Ethan opened his mouth.

He thought about whether he had a counterargument.

He closed his mouth.

"Alright," he said.

John began repacking the equipment with the same methodical precision he'd used to lay it out. "Get some sleep. Tomorrow will be long."

Ethan stood, moved toward the door.

He paused with his hand on the frame.

"John."

John looked up.

"Are you — " Ethan stopped, recalibrated. "How are you doing with this? Gianna. She's your friend."

John held his gaze for a moment.

"I'll handle it," he said.

It wasn't evasion.
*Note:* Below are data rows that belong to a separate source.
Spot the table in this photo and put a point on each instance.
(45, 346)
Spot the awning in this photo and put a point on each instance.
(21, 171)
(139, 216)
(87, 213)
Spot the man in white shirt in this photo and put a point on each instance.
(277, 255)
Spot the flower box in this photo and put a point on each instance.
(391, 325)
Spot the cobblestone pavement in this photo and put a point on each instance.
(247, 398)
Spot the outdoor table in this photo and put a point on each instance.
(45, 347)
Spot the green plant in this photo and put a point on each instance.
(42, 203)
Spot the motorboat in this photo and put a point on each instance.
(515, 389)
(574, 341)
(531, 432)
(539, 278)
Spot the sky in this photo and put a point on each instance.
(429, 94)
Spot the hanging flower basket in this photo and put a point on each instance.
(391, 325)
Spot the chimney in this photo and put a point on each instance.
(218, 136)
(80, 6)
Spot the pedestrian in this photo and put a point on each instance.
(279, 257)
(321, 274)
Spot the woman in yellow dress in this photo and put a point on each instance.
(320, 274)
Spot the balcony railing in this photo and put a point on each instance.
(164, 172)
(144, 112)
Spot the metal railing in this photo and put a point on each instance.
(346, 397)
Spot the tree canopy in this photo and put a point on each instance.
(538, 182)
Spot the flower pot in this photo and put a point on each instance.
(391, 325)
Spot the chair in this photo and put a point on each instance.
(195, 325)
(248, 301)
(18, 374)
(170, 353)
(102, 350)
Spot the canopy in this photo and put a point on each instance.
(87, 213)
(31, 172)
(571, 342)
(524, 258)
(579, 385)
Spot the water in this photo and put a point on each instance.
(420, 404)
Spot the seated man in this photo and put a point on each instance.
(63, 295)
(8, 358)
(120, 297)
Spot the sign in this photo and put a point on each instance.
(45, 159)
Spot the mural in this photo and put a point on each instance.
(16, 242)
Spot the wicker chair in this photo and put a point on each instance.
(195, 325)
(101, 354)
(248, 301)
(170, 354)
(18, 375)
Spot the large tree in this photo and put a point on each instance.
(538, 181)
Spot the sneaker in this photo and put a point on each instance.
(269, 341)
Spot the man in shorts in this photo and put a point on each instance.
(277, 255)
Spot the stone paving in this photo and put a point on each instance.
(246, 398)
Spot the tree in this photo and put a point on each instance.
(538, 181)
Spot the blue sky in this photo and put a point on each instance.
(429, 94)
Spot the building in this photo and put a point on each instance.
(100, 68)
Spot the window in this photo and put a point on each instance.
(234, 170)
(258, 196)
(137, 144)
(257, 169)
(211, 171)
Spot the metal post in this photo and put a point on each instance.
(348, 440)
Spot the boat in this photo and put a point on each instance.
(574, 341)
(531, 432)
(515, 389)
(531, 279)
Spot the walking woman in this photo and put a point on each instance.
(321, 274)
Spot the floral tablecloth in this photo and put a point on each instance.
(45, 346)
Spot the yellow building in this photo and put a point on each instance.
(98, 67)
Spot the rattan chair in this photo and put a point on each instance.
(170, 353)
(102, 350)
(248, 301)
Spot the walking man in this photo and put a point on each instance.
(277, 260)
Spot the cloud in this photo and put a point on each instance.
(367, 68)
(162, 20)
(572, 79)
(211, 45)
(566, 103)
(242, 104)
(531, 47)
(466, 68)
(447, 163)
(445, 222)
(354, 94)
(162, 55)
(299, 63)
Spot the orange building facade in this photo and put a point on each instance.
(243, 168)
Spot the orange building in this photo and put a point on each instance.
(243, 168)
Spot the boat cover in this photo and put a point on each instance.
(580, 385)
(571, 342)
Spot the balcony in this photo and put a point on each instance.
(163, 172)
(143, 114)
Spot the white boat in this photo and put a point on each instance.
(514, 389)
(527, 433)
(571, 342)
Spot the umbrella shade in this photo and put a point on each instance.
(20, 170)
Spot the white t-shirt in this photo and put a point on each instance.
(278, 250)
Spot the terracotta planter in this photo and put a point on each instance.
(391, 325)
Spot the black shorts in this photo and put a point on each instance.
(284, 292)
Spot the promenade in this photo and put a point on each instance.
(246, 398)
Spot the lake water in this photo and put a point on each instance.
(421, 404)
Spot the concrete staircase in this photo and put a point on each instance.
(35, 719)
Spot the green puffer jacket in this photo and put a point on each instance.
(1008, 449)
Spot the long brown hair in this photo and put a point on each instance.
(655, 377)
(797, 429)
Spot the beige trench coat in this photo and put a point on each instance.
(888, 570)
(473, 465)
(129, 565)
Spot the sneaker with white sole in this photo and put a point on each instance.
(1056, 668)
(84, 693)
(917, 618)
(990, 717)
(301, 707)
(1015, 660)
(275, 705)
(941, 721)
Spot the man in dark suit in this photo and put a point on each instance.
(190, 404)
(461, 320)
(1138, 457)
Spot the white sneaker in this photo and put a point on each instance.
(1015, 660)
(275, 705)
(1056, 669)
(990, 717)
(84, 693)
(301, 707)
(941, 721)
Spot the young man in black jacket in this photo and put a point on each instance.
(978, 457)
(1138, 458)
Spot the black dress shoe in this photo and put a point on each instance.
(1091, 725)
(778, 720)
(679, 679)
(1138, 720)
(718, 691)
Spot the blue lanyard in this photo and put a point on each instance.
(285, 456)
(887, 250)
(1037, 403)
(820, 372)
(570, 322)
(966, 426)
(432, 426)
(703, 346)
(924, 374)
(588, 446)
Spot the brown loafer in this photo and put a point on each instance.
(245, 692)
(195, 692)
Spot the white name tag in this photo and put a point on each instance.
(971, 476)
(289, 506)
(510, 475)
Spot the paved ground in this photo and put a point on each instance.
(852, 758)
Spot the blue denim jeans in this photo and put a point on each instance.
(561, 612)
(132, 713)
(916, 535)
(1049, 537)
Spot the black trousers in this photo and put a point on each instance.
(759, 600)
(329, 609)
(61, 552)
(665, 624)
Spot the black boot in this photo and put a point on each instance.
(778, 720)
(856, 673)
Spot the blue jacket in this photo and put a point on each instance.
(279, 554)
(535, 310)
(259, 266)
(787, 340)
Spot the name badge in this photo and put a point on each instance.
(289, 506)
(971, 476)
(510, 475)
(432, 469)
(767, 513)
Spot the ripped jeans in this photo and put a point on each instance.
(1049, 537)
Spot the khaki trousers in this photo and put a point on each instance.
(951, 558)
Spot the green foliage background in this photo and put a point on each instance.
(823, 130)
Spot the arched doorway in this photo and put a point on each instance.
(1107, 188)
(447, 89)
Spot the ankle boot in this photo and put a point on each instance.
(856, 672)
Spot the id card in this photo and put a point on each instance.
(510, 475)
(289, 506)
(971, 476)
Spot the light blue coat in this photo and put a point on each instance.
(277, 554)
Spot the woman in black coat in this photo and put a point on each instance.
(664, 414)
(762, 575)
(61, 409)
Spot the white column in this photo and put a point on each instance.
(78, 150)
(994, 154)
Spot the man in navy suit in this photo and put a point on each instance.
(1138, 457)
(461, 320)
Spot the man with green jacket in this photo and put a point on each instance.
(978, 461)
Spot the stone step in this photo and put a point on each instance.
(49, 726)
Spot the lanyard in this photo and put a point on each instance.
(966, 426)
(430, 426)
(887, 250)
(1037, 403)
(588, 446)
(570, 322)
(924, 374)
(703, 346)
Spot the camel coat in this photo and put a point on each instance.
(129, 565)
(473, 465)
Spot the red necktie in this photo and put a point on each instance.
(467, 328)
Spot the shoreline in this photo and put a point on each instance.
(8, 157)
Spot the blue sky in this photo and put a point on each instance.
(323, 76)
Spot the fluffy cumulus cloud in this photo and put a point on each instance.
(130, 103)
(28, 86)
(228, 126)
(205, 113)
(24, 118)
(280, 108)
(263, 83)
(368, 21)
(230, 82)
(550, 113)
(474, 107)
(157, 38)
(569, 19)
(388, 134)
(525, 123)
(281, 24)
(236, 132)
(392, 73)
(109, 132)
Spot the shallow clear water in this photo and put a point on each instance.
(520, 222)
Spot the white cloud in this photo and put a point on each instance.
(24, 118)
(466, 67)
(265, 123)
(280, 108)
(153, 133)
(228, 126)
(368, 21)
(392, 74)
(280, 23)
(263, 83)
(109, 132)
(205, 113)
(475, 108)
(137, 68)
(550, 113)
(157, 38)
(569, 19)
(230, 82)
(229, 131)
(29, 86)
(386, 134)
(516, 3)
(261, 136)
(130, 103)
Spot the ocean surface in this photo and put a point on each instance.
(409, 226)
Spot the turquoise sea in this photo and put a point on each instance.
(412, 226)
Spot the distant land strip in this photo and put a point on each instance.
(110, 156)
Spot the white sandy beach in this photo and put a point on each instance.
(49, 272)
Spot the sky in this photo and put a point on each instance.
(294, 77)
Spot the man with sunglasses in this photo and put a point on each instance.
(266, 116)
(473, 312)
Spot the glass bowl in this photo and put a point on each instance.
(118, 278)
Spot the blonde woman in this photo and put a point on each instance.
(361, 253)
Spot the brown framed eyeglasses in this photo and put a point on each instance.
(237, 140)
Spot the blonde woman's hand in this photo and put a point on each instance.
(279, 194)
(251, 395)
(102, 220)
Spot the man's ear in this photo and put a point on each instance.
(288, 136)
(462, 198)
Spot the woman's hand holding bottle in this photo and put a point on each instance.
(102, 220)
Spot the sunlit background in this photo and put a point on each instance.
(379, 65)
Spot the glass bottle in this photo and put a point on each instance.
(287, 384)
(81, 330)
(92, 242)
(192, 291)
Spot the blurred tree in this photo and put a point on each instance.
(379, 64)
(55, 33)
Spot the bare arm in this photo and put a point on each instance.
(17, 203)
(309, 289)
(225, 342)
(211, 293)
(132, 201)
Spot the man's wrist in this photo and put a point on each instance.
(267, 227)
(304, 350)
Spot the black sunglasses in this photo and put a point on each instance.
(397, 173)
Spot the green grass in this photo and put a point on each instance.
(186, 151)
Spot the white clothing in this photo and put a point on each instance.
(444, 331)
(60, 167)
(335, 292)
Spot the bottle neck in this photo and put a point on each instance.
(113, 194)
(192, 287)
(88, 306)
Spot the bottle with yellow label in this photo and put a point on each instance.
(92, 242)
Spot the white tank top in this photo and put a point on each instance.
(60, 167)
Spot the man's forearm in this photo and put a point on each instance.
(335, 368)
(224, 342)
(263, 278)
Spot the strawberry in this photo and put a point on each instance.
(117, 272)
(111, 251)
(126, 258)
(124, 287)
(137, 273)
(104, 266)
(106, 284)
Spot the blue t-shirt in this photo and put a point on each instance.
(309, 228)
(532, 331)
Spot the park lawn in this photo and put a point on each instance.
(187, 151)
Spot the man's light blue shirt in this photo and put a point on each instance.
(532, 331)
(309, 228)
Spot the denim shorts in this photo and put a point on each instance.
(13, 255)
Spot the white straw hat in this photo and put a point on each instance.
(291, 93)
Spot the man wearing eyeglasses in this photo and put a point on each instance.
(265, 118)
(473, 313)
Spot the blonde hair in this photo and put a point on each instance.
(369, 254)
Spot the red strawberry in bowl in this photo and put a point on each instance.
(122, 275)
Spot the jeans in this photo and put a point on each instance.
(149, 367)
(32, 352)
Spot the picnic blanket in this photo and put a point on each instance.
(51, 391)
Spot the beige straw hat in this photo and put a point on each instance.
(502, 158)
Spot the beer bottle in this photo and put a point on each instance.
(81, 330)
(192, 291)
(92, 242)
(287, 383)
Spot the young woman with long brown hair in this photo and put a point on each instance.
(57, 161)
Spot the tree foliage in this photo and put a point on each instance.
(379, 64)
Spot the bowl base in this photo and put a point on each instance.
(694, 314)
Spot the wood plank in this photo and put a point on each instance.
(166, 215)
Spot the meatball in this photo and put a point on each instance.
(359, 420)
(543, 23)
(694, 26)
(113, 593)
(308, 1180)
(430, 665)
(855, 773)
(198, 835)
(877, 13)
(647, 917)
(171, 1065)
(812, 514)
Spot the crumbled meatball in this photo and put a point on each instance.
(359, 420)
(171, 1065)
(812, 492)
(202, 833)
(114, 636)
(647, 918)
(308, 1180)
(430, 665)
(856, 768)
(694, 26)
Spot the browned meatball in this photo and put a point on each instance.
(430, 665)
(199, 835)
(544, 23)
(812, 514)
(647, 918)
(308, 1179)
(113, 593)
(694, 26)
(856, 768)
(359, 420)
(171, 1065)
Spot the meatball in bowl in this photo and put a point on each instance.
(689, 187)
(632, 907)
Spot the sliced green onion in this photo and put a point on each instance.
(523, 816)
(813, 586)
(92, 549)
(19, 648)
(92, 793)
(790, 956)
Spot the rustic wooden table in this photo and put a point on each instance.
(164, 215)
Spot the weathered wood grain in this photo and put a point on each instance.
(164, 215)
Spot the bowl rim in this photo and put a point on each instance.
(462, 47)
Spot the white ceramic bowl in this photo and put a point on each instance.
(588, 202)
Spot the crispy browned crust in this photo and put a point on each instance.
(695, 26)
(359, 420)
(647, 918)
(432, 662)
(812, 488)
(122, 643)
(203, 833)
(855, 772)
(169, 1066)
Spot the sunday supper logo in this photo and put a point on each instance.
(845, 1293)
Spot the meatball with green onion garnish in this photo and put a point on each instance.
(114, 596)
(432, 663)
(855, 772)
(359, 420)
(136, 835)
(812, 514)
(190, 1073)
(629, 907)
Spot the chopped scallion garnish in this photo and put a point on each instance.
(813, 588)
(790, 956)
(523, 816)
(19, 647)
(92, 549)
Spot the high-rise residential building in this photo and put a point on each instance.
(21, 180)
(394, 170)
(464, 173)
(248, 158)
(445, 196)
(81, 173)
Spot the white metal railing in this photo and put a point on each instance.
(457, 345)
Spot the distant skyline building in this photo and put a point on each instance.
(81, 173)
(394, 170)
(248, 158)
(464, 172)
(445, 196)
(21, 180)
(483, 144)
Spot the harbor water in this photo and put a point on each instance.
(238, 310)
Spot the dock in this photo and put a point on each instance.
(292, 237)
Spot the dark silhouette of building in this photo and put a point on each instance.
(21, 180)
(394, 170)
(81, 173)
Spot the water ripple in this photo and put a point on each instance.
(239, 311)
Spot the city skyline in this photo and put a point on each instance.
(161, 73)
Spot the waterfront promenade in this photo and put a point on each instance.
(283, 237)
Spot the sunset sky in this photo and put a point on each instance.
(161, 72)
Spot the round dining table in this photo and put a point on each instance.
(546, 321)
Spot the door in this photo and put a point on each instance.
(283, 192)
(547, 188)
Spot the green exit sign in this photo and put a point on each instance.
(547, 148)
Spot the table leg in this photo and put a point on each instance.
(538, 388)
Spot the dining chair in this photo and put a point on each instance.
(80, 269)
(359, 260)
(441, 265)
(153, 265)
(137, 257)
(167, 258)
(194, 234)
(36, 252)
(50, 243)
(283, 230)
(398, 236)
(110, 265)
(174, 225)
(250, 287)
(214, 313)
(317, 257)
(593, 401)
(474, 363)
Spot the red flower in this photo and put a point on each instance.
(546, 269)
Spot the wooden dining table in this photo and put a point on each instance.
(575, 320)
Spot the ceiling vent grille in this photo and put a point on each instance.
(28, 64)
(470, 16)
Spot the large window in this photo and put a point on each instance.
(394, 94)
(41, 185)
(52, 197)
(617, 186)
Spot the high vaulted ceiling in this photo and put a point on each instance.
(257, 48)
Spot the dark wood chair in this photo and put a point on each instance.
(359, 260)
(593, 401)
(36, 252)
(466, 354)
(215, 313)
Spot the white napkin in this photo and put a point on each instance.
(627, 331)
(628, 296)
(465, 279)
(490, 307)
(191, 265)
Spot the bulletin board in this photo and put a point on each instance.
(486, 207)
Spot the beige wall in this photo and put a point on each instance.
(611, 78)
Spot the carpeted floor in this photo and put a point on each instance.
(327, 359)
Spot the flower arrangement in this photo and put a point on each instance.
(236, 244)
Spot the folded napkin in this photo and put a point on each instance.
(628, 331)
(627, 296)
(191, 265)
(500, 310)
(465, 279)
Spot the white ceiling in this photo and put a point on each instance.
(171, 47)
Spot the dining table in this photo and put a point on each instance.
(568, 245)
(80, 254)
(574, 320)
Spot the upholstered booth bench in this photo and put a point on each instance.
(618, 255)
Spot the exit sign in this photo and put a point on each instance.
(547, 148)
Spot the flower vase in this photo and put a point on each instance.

It was simply the most accurate thing he could say — the statement of a man who had already moved through whatever there was to move through internally and had arrived at the place where the task was just the task.

Ethan nodded.

"Good night," he said.

He pulled the door closed behind him.

In the corridor, Rome was quiet outside the high windows at the end of the hall — the city at its nighttime register, amber and old and unhurried, completely indifferent to what was being planned in the room he'd just left.

He walked back to his room, lay down without fully undressing, and looked at the ceiling.

He thought about a Healing Spell and a Resurrection Spell and a woman who was going to die tomorrow because of a blood oath made years ago for reasons that had seemed like the only option at the time.

He thought about what I'll handle it meant when the person saying it was John Wick.

He thought about what came after.

He set an alarm for six-thirty.

Sleep came before he'd decided whether he was nervous or not.